Henry's medical speciality was diseases of the blood, and so he was invited to be Queen Victoria's resident expert on the so-called "royal disease" of haemophilia, from which her son Leopold suffered and of which her daughter Alice was a known carrier, Alice being responsible for infecting the Russian royal family as well.
Martin's suspicions are aroused when he starts researching his family tree for the biography, since several branches of it seem to feature sons who died very young, including Henry's own son George.
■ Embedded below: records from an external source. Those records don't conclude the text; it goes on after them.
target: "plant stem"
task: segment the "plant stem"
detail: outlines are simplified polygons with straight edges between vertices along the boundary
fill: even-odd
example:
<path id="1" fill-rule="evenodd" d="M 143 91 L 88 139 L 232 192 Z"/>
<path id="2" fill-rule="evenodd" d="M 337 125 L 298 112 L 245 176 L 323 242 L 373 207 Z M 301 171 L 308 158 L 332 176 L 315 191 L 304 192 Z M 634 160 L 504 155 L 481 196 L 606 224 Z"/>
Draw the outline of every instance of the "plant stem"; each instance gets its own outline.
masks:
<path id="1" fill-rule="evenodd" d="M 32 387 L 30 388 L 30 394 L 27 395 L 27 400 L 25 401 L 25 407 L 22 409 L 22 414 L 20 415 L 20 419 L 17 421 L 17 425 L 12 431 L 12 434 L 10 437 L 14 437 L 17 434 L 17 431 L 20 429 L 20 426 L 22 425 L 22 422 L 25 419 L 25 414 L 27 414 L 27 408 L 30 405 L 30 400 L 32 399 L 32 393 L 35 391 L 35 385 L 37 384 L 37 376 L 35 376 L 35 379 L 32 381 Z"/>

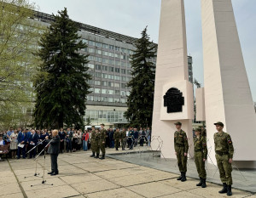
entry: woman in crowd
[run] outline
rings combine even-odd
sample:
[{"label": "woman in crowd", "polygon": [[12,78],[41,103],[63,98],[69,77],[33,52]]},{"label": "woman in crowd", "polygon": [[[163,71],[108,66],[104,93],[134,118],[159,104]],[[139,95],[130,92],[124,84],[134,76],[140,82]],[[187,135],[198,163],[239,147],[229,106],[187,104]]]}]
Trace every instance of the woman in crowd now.
[{"label": "woman in crowd", "polygon": [[18,131],[15,130],[15,133],[11,133],[9,137],[10,141],[10,146],[9,150],[11,150],[11,158],[15,158],[17,155],[17,150],[18,150]]},{"label": "woman in crowd", "polygon": [[79,143],[78,138],[79,138],[78,132],[77,130],[74,130],[73,133],[73,139],[72,139],[73,152],[75,152],[77,150],[78,143]]}]

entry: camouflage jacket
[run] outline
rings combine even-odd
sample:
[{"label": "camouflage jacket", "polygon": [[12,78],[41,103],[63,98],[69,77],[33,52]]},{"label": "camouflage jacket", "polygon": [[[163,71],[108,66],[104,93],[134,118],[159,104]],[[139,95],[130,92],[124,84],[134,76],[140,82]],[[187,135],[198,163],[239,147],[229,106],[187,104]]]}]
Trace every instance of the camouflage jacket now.
[{"label": "camouflage jacket", "polygon": [[93,131],[91,131],[91,136],[90,136],[90,139],[94,140],[94,139],[95,139],[95,138],[96,138],[96,131],[95,131],[95,130],[93,130]]},{"label": "camouflage jacket", "polygon": [[230,158],[233,158],[234,147],[230,135],[227,133],[214,133],[215,153],[218,155],[229,155]]},{"label": "camouflage jacket", "polygon": [[116,139],[116,140],[120,139],[121,139],[121,133],[115,131],[113,133],[113,139]]},{"label": "camouflage jacket", "polygon": [[100,133],[100,140],[105,142],[107,138],[107,130],[105,128],[102,128],[100,130],[99,133]]},{"label": "camouflage jacket", "polygon": [[183,130],[180,130],[180,132],[176,131],[174,133],[174,149],[176,152],[177,151],[178,147],[184,147],[184,152],[188,153],[189,142],[187,134]]},{"label": "camouflage jacket", "polygon": [[203,158],[207,159],[207,139],[203,136],[200,136],[199,138],[194,138],[194,148],[195,152],[201,151],[203,153]]}]

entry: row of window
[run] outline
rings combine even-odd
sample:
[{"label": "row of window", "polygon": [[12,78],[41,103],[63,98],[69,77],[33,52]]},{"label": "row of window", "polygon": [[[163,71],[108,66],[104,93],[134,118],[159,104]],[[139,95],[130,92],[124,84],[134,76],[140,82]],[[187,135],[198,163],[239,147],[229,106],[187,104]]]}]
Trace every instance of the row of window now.
[{"label": "row of window", "polygon": [[[122,81],[122,82],[130,82],[131,80],[131,77],[105,74],[102,72],[88,71],[87,73],[89,73],[92,77],[97,77],[97,78],[105,78],[105,79]],[[103,85],[103,83],[102,85]]]},{"label": "row of window", "polygon": [[97,122],[98,124],[102,122],[125,122],[126,119],[124,116],[125,111],[122,110],[86,110],[84,122],[87,119],[92,121],[92,122]]},{"label": "row of window", "polygon": [[[97,70],[97,71],[108,71],[109,72],[116,72],[116,73],[121,73],[122,74],[126,74],[126,70],[125,69],[120,69],[120,68],[114,68],[113,66],[105,66],[105,65],[94,65],[94,64],[91,64],[91,63],[89,63],[88,65],[88,67],[90,68],[90,69],[95,69],[95,70]],[[127,73],[131,75],[131,71],[127,71]]]},{"label": "row of window", "polygon": [[82,42],[84,43],[86,43],[89,46],[96,46],[97,48],[108,48],[108,49],[113,50],[113,51],[125,53],[127,54],[133,54],[133,51],[131,49],[123,48],[120,48],[118,46],[108,45],[108,44],[105,44],[105,43],[102,43],[102,42],[98,42],[90,41],[90,40],[84,39],[84,38],[82,39]]},{"label": "row of window", "polygon": [[87,96],[88,101],[96,101],[96,102],[108,102],[108,103],[126,103],[126,99],[115,99],[108,97],[100,97],[100,96]]},{"label": "row of window", "polygon": [[113,90],[113,89],[90,88],[90,91],[96,93],[102,93],[102,94],[109,94],[109,95],[121,95],[121,96],[130,95],[130,92]]},{"label": "row of window", "polygon": [[90,60],[90,61],[97,61],[97,62],[103,63],[103,64],[115,65],[119,65],[119,66],[126,66],[126,65],[128,67],[131,66],[130,62],[126,63],[126,62],[123,62],[123,61],[109,59],[96,57],[96,56],[92,56],[92,55],[90,55],[88,57],[88,60]]},{"label": "row of window", "polygon": [[104,56],[110,56],[113,58],[119,58],[121,59],[125,59],[125,60],[131,60],[130,59],[129,55],[125,55],[125,54],[114,54],[112,52],[107,52],[107,51],[102,51],[100,49],[95,49],[95,48],[82,48],[81,51],[84,52],[87,52],[89,54],[100,54],[100,55],[104,55]]}]

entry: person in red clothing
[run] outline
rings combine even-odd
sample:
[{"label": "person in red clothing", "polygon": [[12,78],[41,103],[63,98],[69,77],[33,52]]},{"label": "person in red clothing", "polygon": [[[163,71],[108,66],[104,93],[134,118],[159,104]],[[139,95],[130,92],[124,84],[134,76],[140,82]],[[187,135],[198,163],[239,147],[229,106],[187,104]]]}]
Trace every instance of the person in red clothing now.
[{"label": "person in red clothing", "polygon": [[86,151],[88,150],[88,140],[89,140],[89,133],[87,130],[83,134],[82,140],[83,140],[83,150]]}]

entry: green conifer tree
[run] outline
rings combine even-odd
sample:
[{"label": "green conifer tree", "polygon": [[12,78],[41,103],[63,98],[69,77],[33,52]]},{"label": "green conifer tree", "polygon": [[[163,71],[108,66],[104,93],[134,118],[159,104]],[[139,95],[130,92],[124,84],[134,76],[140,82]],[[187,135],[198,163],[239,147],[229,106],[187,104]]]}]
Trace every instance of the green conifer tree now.
[{"label": "green conifer tree", "polygon": [[132,79],[127,83],[131,88],[127,98],[127,111],[125,116],[131,125],[150,127],[152,125],[155,64],[157,45],[149,41],[147,27],[142,31],[142,37],[135,43],[131,56]]},{"label": "green conifer tree", "polygon": [[67,8],[58,14],[39,42],[38,55],[43,62],[35,77],[35,125],[60,128],[65,123],[80,128],[90,76],[86,73],[88,55],[79,51],[87,46]]}]

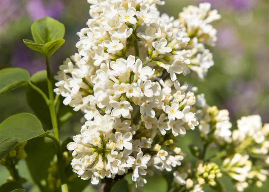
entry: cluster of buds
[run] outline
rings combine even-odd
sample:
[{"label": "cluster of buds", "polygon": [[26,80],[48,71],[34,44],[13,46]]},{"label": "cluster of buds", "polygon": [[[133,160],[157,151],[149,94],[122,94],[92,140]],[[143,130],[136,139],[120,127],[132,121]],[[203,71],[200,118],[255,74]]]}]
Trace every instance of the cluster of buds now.
[{"label": "cluster of buds", "polygon": [[207,183],[215,186],[217,184],[216,179],[222,176],[219,166],[214,163],[198,161],[196,168],[196,176],[201,186]]},{"label": "cluster of buds", "polygon": [[26,158],[27,154],[24,150],[24,147],[27,144],[27,142],[24,141],[16,146],[9,152],[8,154],[9,157],[15,158],[17,161]]},{"label": "cluster of buds", "polygon": [[222,171],[232,178],[239,191],[242,191],[248,186],[247,178],[251,170],[252,163],[248,155],[236,153],[225,159],[222,163]]},{"label": "cluster of buds", "polygon": [[[73,158],[71,153],[67,151],[64,152],[63,153],[63,162],[64,164],[65,174],[67,177],[68,184],[72,182],[77,176],[72,172],[72,169],[70,166],[70,164]],[[61,188],[60,176],[57,160],[55,158],[51,161],[50,166],[48,170],[48,174],[47,178],[48,186],[51,191],[58,191]]]}]

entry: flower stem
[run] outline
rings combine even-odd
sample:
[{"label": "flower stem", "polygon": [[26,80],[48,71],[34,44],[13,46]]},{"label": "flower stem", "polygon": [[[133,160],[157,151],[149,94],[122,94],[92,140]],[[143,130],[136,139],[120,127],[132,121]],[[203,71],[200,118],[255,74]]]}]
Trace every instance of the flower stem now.
[{"label": "flower stem", "polygon": [[48,95],[49,102],[48,102],[48,108],[50,113],[52,128],[54,132],[54,136],[58,141],[60,140],[59,136],[59,129],[58,127],[58,122],[57,121],[57,116],[55,110],[54,104],[54,96],[53,95],[53,89],[52,87],[50,69],[49,68],[49,62],[48,58],[46,57],[46,65],[47,65],[47,79],[48,81]]},{"label": "flower stem", "polygon": [[10,158],[10,168],[11,169],[12,174],[11,174],[13,177],[14,181],[20,182],[20,176],[19,176],[19,173],[18,172],[18,170],[16,169],[15,164],[14,163],[12,158]]},{"label": "flower stem", "polygon": [[205,143],[205,145],[204,146],[204,148],[203,149],[203,152],[202,153],[202,157],[204,161],[205,158],[205,154],[206,153],[206,150],[207,149],[207,148],[208,147],[208,146],[209,144],[210,144],[210,143],[208,142],[207,142]]},{"label": "flower stem", "polygon": [[49,100],[48,98],[48,97],[47,97],[47,95],[46,95],[46,94],[42,91],[42,90],[33,84],[30,81],[29,81],[29,84],[31,86],[32,88],[37,92],[40,94],[42,97],[43,98],[44,100],[46,101],[46,103],[47,104],[48,104]]},{"label": "flower stem", "polygon": [[150,62],[152,62],[152,59],[151,59],[151,58],[150,58],[150,59],[148,59],[148,60],[147,60],[147,61],[145,61],[145,62],[144,62],[143,63],[143,66],[145,66],[146,64],[147,64],[149,63],[150,63]]},{"label": "flower stem", "polygon": [[133,44],[134,45],[135,51],[135,52],[136,57],[139,57],[139,50],[138,49],[138,44],[137,44],[137,40],[134,33],[132,34],[132,38],[133,38]]},{"label": "flower stem", "polygon": [[54,142],[57,149],[57,162],[59,168],[60,180],[61,182],[61,188],[62,192],[68,192],[68,188],[67,183],[66,176],[64,173],[64,164],[63,156],[62,152],[60,142],[59,135],[59,128],[57,115],[56,114],[55,106],[59,99],[59,96],[56,96],[54,100],[53,95],[53,89],[51,75],[50,69],[49,68],[49,62],[48,58],[46,57],[46,64],[47,65],[47,79],[48,81],[48,95],[49,98],[48,106],[49,109],[49,112],[52,124],[52,128],[54,133],[54,137],[48,135],[46,136],[52,140]]},{"label": "flower stem", "polygon": [[227,155],[227,152],[226,151],[224,151],[221,152],[220,153],[218,153],[215,156],[209,159],[209,160],[210,161],[212,161],[215,160],[216,160],[221,158],[225,157]]},{"label": "flower stem", "polygon": [[61,181],[61,188],[62,192],[68,192],[68,187],[67,184],[66,176],[64,173],[64,162],[62,152],[61,148],[60,143],[57,139],[53,136],[47,135],[46,137],[51,139],[54,142],[57,151],[57,163],[60,173],[60,180]]}]

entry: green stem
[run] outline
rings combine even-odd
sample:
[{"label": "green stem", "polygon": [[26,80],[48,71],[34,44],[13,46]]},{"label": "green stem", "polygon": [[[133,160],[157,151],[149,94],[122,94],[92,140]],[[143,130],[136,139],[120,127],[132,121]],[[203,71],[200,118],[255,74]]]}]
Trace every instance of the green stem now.
[{"label": "green stem", "polygon": [[138,44],[137,44],[137,40],[136,37],[134,33],[132,34],[132,38],[133,41],[133,44],[134,45],[136,57],[139,57],[139,50],[138,49]]},{"label": "green stem", "polygon": [[31,86],[32,88],[37,92],[40,94],[42,97],[43,98],[44,100],[46,101],[46,103],[47,103],[47,104],[48,104],[49,100],[48,99],[48,98],[47,97],[47,95],[46,95],[46,94],[45,94],[42,90],[33,84],[31,81],[29,81],[29,84]]},{"label": "green stem", "polygon": [[52,140],[55,144],[57,149],[57,159],[59,172],[60,173],[60,180],[61,182],[61,188],[62,192],[68,192],[68,188],[67,184],[66,176],[64,173],[64,162],[62,149],[60,145],[60,137],[59,135],[59,128],[57,115],[56,113],[55,106],[59,96],[56,96],[55,100],[53,94],[53,87],[50,69],[49,68],[49,62],[48,58],[46,57],[46,64],[47,65],[47,79],[48,81],[48,95],[49,101],[48,106],[49,109],[52,128],[54,133],[54,137],[48,135],[46,136]]},{"label": "green stem", "polygon": [[143,66],[144,66],[146,64],[147,64],[151,62],[152,61],[152,59],[150,58],[149,59],[148,59],[148,60],[147,60],[145,62],[143,62]]},{"label": "green stem", "polygon": [[57,140],[60,141],[57,116],[54,104],[53,89],[51,75],[50,69],[49,68],[49,62],[48,57],[46,57],[46,65],[47,65],[47,78],[48,81],[48,95],[49,98],[49,102],[48,104],[48,108],[49,109],[52,123],[52,128],[54,131],[54,136]]},{"label": "green stem", "polygon": [[218,153],[215,156],[209,159],[209,160],[210,161],[212,161],[214,160],[216,160],[217,159],[218,159],[224,157],[225,157],[227,155],[227,152],[226,151],[223,151],[221,152],[220,153]]},{"label": "green stem", "polygon": [[205,158],[205,154],[206,153],[206,150],[207,149],[209,144],[210,144],[210,143],[207,142],[204,146],[204,148],[203,149],[203,152],[202,153],[202,157],[204,161]]},{"label": "green stem", "polygon": [[18,172],[18,170],[16,169],[16,165],[13,161],[12,158],[10,158],[10,168],[11,169],[12,174],[11,175],[12,177],[15,181],[20,182],[20,176],[19,176],[19,173]]},{"label": "green stem", "polygon": [[55,144],[57,150],[57,163],[59,168],[59,172],[60,173],[60,180],[61,181],[61,188],[62,192],[68,192],[68,188],[67,185],[67,179],[66,176],[64,173],[64,162],[62,152],[62,149],[60,143],[58,140],[55,137],[49,135],[46,136],[52,140]]}]

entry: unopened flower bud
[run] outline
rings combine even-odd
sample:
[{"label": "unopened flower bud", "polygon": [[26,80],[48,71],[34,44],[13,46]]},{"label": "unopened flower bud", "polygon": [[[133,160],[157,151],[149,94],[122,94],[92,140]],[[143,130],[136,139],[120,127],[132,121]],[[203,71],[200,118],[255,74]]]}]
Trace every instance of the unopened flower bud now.
[{"label": "unopened flower bud", "polygon": [[9,157],[14,157],[16,156],[17,153],[17,152],[16,151],[16,150],[12,149],[11,151],[9,152]]},{"label": "unopened flower bud", "polygon": [[159,144],[155,144],[152,148],[152,151],[158,152],[161,149],[161,146]]},{"label": "unopened flower bud", "polygon": [[186,181],[186,188],[187,189],[191,188],[193,186],[193,181],[189,178]]},{"label": "unopened flower bud", "polygon": [[179,147],[175,147],[173,149],[173,151],[174,151],[174,152],[177,154],[180,154],[181,152],[181,148],[180,148]]}]

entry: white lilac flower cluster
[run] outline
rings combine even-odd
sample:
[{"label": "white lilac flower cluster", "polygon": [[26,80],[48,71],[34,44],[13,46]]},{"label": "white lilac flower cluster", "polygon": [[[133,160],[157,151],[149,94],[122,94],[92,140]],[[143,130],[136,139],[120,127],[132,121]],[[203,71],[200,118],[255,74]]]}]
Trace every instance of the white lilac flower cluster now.
[{"label": "white lilac flower cluster", "polygon": [[223,166],[237,190],[243,191],[249,184],[261,187],[269,175],[269,124],[263,126],[257,115],[243,117],[237,123],[227,145],[238,153],[225,159]]},{"label": "white lilac flower cluster", "polygon": [[203,94],[197,96],[196,113],[199,118],[201,137],[205,140],[209,137],[218,144],[229,140],[232,135],[229,112],[226,110],[219,110],[215,106],[208,105]]},{"label": "white lilac flower cluster", "polygon": [[173,139],[199,122],[195,94],[177,79],[191,70],[203,78],[214,64],[205,46],[214,45],[210,23],[220,16],[207,3],[174,19],[160,15],[159,0],[88,2],[91,18],[77,34],[78,53],[55,76],[55,92],[86,120],[67,145],[71,164],[93,184],[130,171],[142,186],[147,173],[181,164]]}]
This has a particular resonance for Martin as he and his second wife Jude are trying to conceive a child, but Jude has suffered a series of traumatic miscarriages. Is there some similar "bad blood" in the Nanther line?
Martin's family research leads him to various family members he had never even known existed, and to Switzerland, where pioneering studies of haemophilia were done in various isolated mountain communities, and where Henry was known to have been on several walking holidays in the mid-19th century. Is there a link between this and the mysterious early deaths of some of the male Nanthers? And who killed Eleanor? Was Henry involved? And if so, why?
You'll recall from the other Vine in this list that there are various themes that run through a lot of the books, and many of them are present here - the events that form the book's central puzzle (there is no "crime" in any meaningful legal sense) are over 100 years in the past and have to be uncovered by careful research involving lots of poring through letters and diaries, and there's a bit of homosexual subtext in that it's suggested Henry chose to do the things he's eventually revealed to have done after the death of his, hem hem, "close friend" Richard Hamilton in the Tay Bridge disaster in 1879.
The Vine books don't stand and fall on the quality of the central mystery, and just as well - I couldn't at this point tell you what it was in any of Asta's Book, The House Of Stairs or The Brimstone Wedding, though I read and enjoyed them all. The Chimney Sweeper's Boy's central protagonist having to flee and assume a new identity after accidentally giving his brother a blowjob in a sauna sticks in the mind, for some reason. The revelation of what Henry has done here is neither especially surprising nor at all plausible, but in a way it doesn't matter.
This is the most recent of all the Vines I've read, and they do seem to have gradually bulked up over the course of her career - the early ones are all around 300 pages, The Chimney Sweeper's Boy and Asta's Book are over 400 and The Blood Doctor is a beefy 466 pages. To be honest rather too much of this is taken up with meticulous family tree reconstruction that has the reader constantly diving back to the explanatory chart at the front, and none of which is as exciting as all the (literally) gory detail about haemophilia and its transmission. There's a lot here about "blood" in all its literal and colloquial senses - haemophilia, Martin and Jude's struggle to conceive (which turns out to be due to an unrelated genetic disorder), the House of Lords and the abolition of hereditary peers.
It's very good and very readable, but if you want some Vines I would suggest you try some of the earlier ones - A Fatal Inversion, The Brimstone Wedding, King Solomon's Carpet and No Night Is Too Long would do for starters.